Nach § 64 Satz 1 GmbHG ist der Geschäftsführer einer GmbH der Gesellschaft zum Ersatz solcher Zahlungen verpflichtet, die nach dem Eintritt der Zahlungsunfähigkeit der Gesellschaft oder nach Feststellung der Überschuldung geleistet werden, es sei denn, die Zahlungen sind mit der Sorgfalt eines ordentlichen Geschäftsmanns vereinbar.

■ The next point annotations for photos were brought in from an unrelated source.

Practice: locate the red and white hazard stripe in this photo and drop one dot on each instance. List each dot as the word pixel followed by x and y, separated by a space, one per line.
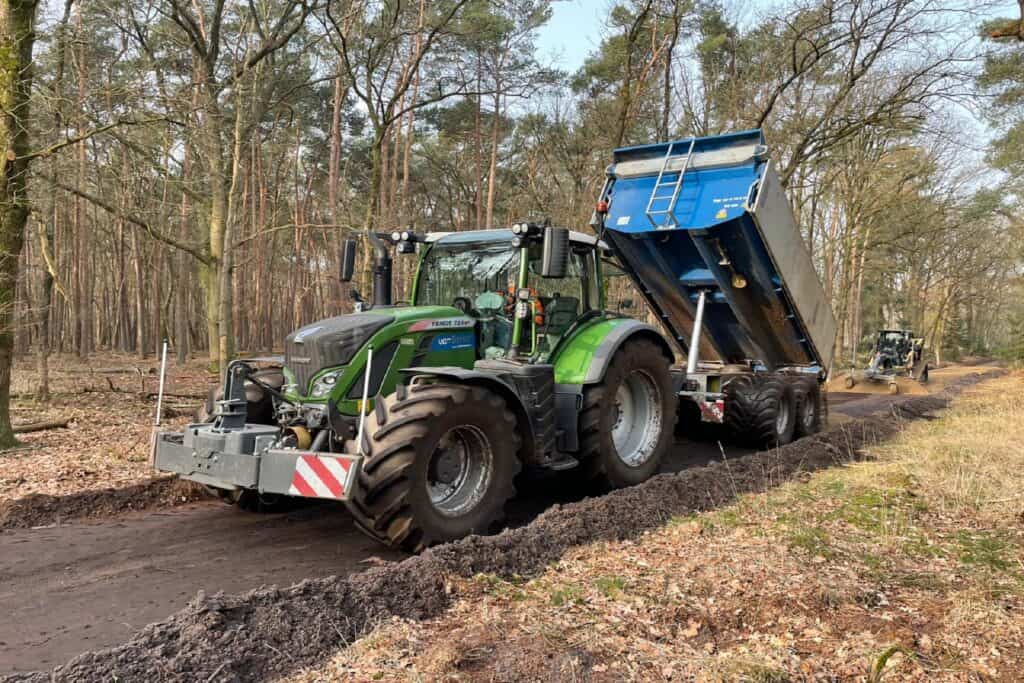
pixel 321 476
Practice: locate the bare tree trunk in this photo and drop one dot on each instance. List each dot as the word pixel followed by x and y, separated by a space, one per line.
pixel 493 170
pixel 17 19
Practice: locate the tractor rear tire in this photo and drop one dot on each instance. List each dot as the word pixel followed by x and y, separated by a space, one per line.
pixel 810 408
pixel 440 463
pixel 628 420
pixel 760 410
pixel 259 403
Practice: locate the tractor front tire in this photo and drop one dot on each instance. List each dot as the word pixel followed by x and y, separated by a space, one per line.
pixel 760 410
pixel 440 463
pixel 628 419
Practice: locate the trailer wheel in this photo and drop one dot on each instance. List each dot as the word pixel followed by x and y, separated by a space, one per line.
pixel 810 409
pixel 760 410
pixel 259 404
pixel 627 421
pixel 440 464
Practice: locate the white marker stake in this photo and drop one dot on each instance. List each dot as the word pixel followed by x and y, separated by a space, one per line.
pixel 363 406
pixel 160 393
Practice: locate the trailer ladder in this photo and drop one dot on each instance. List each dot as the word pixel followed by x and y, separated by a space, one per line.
pixel 664 218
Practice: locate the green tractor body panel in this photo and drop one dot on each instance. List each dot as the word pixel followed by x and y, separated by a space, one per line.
pixel 576 354
pixel 408 336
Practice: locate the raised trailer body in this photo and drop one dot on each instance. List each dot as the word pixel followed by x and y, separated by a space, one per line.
pixel 706 232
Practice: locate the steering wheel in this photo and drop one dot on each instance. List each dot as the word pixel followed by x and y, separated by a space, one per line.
pixel 463 304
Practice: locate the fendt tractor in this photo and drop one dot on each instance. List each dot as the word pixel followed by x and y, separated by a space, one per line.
pixel 896 353
pixel 420 416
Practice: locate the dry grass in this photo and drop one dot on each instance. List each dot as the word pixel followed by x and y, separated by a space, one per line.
pixel 905 567
pixel 108 440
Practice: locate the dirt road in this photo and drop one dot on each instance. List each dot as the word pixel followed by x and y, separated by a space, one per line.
pixel 83 586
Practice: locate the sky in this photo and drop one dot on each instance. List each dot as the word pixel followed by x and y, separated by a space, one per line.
pixel 574 29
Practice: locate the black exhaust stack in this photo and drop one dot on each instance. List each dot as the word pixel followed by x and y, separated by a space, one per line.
pixel 382 270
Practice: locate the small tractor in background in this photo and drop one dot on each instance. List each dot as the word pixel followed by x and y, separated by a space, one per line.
pixel 897 353
pixel 418 417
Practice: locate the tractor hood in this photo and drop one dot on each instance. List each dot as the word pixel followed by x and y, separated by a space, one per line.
pixel 330 342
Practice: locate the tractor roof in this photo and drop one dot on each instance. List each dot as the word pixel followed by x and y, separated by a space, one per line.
pixel 470 237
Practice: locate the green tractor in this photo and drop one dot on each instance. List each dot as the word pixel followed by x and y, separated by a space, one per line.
pixel 419 417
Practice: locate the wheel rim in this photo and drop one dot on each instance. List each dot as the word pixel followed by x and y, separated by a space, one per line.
pixel 459 471
pixel 810 412
pixel 782 417
pixel 638 418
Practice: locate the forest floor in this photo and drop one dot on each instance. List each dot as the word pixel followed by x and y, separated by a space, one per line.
pixel 99 465
pixel 908 565
pixel 88 585
pixel 109 402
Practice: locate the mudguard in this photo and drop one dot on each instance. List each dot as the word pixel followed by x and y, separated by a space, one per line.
pixel 584 357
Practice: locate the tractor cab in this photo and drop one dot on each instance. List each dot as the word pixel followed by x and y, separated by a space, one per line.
pixel 479 274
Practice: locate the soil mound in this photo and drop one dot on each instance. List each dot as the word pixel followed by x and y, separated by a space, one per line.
pixel 270 632
pixel 42 510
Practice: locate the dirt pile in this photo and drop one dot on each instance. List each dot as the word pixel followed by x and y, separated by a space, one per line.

Maßgeblich geht es um die Beweislast des Beklagten, welcher er nicht in dem erforderlichen Umfang nachgekommen ist. Der Beklagte hat nicht substantiiert genug vorgetragen. Die Ratenzahlungsvereinbarungen werden nicht bewiesen und der Beklagte kommt seiner positiven Darlegungs- und Beweislast bezüglich der positiven Fortführungsprognose nicht in dem hierfür erforderlichen Umfang nach.

Das OLG München bestätigt, dass die Schuldnerin spätestens seit dem 01.07.2012 überschuldet war. Der Kläger hat seiner Beweislast hinsichtlich der Überschuldung der Schuldnerin genügt, indem er ausgeführt hat, dass der Jahresabschluss der Schuldnerin einen nicht durch Eigenkapital gedeckten Fehlbetrag aufweist, der sich zudem noch erhöht hat.

Das OLG stellt klar, dass Forderungen auf Rückgewähr von Gesellschafterdarlehen grundsätzlich im Überschuldungsstatut zu passivieren sind. Eine Ausnahme besteht nur dann, wenn eine qualifizierte Rangrücktrittserklärung vorliegt. Die Rangrücktrittsvereinbarung muss sowohl vor als auch nach Verfahrenseröffnung ausschließen, dass eine Darlehensforderung als Verbindlichkeit nicht in die Bilanz aufgenommen wird. Erforderlich hierfür ist die Erklärung des Gläubigers, er wolle mit der Forderung hinter die Forderungen aus § 39 Abs. 1 Nr. 5 InsO zurücktreten. Dem Nachweis dieser Vereinbarung ist der Beklagte nicht nachgekommen.

Ferner lag Zahlungsunfähigkeit vor. Ist die Schuldnerin nicht in der Lage, innerhalb von drei Wochen die zur Begleichung der fälligen Forderungen benötigten Mittel zu beschaffen, liegt keine rechtlich unerhebliche Zahlungsstockung mehr vor, sondern vielmehr eine Zahlungsunfähigkeit. Sobald die Liquiditätslücke der Schuldnerin 10 % oder mehr beträgt, ist regelmäßig von Zahlungsunfähigkeit auszugehen, außer es ist mit an Sicherheit grenzender Wahrscheinlichkeit zu erwarten, dass die Liquiditätslücke demnächst vollständig oder fast vollständig geschlossen wird.

Wenn durch Leistungen des Geschäftsführers in der Insolvenzsituation im Einzelfall größere Nachteile für die Masse abgewendet werden können, kann ein Verschulden ausnahmsweise zu verneinen sein. Dies kann insbesondere bei Zahlungen in Betracht kommen, ohne die der Betrieb im Zweifel sofort hätte eingestellt werden müssen, was jede Chance auf Sanierung oder Fortführung im Insolvenzverfahren zunichte gemacht hätte. Dass die einzelnen Zahlungen insoweit mit der Sorgfalt eines ordentlichen Geschäftsmanns vereinbar waren, hat der Beklagte nicht dargetan.

Zahlungen zur Erhaltung der Sanierungschancen sind nur für einen kurzfristigen Zeitraum privilegiert, der regelmäßig eine Dauer von drei Wochen umfasst, in welchen die Sanierungsbemühungen abgeschlossen sein müssen, was jedoch ein tragfähiges Sanierungskonzept voraussetzt. Auch ein Bestehen eines solchen Sanierungskonzepts hat der Beklagte nicht ausreichend dargelegt.